Some SBML models are suitable for well-mixed stochastic simulation without any modification. One example is BIOMD0000000152, which contains a femtoliter compartment and micromolar concentrations. As described further in  this is a larger model containing 63 Species and 120 Reactions, and also 21 Events which represent ‘cAMP’ and ‘Ca’ signals. At time 400 s a pulse of cAMP is introduced, and then intermittently between times 450 s and 490 s the reaction parameter controlling calcium influx is toggled between a low and high value by Events. When running the simulation in STEPS the mathematics representing Event Triggers and Event Assignments is stored in Python structures, which makes it possible to represent these important features of the model.

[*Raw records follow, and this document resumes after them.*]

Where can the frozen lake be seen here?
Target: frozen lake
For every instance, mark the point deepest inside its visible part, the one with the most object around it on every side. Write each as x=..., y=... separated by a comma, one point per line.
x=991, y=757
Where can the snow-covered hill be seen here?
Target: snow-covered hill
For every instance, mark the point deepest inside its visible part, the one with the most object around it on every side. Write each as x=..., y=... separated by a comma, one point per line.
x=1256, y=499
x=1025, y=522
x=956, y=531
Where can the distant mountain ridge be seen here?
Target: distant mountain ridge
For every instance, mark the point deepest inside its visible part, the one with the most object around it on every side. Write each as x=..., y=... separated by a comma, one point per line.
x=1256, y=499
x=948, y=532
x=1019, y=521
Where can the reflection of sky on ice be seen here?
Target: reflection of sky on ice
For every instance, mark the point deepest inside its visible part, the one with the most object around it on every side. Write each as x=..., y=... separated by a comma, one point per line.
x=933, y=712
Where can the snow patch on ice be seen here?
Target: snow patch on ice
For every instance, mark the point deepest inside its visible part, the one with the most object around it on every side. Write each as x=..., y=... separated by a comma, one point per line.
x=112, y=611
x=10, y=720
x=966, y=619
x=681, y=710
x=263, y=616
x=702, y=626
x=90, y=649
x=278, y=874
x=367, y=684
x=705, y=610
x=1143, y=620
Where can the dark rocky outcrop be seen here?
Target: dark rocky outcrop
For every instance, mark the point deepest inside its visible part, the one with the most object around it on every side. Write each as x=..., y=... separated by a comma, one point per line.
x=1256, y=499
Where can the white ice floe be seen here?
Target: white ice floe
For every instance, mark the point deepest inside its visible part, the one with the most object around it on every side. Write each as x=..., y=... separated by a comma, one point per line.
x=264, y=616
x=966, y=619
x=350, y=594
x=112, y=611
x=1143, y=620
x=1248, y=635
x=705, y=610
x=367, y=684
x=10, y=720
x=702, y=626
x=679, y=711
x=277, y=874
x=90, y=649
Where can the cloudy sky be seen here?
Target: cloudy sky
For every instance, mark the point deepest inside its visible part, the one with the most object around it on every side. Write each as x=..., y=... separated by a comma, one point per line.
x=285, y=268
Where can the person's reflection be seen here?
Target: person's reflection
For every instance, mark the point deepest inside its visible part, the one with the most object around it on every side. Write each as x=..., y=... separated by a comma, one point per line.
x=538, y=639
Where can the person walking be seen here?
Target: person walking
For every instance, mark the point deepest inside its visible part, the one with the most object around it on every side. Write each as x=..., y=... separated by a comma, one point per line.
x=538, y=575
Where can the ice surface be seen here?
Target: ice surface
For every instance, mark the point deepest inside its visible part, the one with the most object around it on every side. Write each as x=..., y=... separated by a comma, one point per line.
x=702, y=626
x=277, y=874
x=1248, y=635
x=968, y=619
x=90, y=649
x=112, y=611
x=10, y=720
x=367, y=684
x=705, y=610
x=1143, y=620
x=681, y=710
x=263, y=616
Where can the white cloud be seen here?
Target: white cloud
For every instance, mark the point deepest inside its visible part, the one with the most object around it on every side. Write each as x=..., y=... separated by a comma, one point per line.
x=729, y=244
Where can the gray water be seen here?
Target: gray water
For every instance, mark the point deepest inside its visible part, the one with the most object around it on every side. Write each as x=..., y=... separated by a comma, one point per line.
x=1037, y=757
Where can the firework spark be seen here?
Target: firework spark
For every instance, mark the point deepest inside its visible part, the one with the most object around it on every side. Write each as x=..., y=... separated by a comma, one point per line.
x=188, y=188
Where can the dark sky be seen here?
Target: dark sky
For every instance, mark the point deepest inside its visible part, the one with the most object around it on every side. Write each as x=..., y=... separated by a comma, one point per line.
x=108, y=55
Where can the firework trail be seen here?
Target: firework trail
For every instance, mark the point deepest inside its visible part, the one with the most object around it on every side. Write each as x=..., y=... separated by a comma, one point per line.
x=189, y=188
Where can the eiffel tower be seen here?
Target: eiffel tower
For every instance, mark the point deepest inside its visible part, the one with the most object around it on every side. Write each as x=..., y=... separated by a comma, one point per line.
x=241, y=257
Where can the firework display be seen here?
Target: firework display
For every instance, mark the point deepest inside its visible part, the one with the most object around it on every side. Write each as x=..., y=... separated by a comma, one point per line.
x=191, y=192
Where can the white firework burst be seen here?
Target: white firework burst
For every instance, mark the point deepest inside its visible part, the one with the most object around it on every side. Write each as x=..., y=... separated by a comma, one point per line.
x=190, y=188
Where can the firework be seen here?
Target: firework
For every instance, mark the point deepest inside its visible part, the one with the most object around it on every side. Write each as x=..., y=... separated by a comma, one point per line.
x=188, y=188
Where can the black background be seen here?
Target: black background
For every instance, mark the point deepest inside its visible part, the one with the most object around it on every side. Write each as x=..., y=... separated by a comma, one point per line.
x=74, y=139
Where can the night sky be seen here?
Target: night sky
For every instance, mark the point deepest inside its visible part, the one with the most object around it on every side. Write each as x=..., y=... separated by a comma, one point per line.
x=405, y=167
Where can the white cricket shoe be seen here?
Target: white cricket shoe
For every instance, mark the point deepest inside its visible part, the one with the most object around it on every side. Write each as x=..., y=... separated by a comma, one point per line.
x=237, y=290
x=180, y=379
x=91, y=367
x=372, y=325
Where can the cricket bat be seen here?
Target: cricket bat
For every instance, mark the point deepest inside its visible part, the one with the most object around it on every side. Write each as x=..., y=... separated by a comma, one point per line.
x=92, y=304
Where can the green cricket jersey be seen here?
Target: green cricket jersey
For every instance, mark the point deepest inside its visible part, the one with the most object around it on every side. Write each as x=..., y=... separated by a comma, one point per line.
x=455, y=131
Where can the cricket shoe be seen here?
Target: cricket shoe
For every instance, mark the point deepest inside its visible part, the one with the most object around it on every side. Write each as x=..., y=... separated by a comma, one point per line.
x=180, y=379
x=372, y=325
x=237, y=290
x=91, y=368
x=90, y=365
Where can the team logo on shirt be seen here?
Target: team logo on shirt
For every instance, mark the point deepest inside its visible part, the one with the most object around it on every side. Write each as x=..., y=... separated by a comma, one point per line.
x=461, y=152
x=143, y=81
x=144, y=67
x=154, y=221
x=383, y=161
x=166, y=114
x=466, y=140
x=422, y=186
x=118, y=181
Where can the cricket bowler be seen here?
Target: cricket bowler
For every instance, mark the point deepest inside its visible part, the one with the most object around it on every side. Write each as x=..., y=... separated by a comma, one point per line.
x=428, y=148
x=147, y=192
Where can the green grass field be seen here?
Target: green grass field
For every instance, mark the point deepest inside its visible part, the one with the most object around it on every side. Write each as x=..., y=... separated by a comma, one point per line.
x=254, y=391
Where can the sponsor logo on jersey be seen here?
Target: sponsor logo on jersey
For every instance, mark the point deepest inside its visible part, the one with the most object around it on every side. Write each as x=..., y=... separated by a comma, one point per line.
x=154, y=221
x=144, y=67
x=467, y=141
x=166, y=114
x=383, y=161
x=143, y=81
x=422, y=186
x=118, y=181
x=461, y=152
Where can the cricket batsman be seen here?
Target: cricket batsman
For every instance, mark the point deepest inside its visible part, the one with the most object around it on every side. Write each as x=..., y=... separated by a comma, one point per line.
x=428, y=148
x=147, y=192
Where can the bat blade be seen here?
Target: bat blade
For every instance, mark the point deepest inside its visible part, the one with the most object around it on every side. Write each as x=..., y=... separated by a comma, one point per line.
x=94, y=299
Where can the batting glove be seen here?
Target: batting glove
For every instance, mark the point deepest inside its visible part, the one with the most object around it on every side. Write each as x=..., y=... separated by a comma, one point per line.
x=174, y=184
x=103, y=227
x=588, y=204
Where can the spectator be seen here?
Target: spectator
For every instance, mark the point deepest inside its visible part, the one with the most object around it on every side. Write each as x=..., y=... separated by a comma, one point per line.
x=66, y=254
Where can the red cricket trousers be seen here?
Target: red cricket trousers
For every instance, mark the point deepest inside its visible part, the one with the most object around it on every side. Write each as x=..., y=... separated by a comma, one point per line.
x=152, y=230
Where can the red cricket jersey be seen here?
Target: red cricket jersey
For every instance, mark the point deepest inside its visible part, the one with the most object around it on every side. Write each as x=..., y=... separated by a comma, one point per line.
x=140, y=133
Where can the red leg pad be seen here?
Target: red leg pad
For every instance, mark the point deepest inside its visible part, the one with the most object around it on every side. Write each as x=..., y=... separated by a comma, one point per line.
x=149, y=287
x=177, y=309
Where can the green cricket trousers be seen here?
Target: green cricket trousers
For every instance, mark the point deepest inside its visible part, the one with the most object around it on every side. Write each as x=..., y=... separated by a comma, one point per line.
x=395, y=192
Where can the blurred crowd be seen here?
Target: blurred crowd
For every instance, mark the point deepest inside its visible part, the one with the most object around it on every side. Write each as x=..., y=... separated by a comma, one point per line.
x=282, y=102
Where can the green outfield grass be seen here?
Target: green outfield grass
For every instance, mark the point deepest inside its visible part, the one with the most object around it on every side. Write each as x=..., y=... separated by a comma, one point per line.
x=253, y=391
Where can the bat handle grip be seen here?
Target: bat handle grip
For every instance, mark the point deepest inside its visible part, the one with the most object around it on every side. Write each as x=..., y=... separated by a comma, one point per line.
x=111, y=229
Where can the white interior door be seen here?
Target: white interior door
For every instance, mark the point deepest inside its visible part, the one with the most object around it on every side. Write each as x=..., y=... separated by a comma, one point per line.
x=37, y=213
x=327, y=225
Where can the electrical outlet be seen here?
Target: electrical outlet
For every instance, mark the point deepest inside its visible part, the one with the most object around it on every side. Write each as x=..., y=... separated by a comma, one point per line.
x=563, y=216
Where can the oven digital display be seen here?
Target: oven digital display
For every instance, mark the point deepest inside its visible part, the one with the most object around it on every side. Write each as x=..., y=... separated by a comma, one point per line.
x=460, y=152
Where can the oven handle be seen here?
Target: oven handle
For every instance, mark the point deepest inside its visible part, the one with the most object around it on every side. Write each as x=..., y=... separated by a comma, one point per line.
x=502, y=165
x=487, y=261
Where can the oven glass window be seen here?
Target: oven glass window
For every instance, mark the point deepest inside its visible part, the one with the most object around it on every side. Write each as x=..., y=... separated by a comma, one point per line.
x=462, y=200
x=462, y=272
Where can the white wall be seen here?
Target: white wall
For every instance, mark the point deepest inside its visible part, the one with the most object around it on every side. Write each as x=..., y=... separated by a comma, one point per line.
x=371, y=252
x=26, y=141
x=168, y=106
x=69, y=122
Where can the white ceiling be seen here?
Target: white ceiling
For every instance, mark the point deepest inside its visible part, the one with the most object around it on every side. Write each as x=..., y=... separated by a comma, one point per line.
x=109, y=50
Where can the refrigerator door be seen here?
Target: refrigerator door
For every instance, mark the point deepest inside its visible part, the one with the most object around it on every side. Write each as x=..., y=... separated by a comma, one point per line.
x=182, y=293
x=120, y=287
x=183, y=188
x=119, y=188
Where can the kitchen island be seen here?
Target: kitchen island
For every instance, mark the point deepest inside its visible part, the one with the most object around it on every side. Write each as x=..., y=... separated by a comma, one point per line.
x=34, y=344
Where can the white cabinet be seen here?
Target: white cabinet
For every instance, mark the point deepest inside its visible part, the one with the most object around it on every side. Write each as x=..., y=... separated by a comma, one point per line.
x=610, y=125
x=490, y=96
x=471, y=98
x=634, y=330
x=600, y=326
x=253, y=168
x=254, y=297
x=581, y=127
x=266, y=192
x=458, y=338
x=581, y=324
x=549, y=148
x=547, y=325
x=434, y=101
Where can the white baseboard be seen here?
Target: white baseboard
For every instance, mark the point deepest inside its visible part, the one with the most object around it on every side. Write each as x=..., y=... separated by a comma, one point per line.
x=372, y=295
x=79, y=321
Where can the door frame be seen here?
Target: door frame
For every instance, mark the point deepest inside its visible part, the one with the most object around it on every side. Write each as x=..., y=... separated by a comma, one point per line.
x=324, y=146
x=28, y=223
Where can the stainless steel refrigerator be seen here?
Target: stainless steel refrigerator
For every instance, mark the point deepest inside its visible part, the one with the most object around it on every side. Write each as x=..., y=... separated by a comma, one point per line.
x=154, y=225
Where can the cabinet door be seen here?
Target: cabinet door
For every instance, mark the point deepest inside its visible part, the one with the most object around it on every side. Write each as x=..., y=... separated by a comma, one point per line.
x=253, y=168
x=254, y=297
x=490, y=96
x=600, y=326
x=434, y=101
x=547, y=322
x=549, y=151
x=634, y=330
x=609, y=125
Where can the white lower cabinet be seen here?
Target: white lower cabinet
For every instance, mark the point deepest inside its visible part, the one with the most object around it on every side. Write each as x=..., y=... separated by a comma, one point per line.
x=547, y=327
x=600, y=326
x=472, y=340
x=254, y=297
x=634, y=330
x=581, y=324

Figure 12B shows simulation results using the STEPS stochastic solver superimposed on deterministic results from a BioModels Online Simulation, displaying the two species directly involved in Events: cAMP and Ca. STEPS matches the BioModels Online Simulation results, with some small expected variability arising from the stochastic simulation.
Advantages and disadvantages
As described by example in  the Python interface to STEPS brings a number of advantages over reaction–diffusion simulators that have a non-interactive interface. STEPS modelers have greater freedom and control over a simulation, and may utilize the many powerful scientific tools already available for Python for tasks such as data analyses and visualization. In fact we believe a powerful interface is the only way to be able to achieve the complex tasks that go with initializing, running and collecting data from simulations in complex 3D geometries.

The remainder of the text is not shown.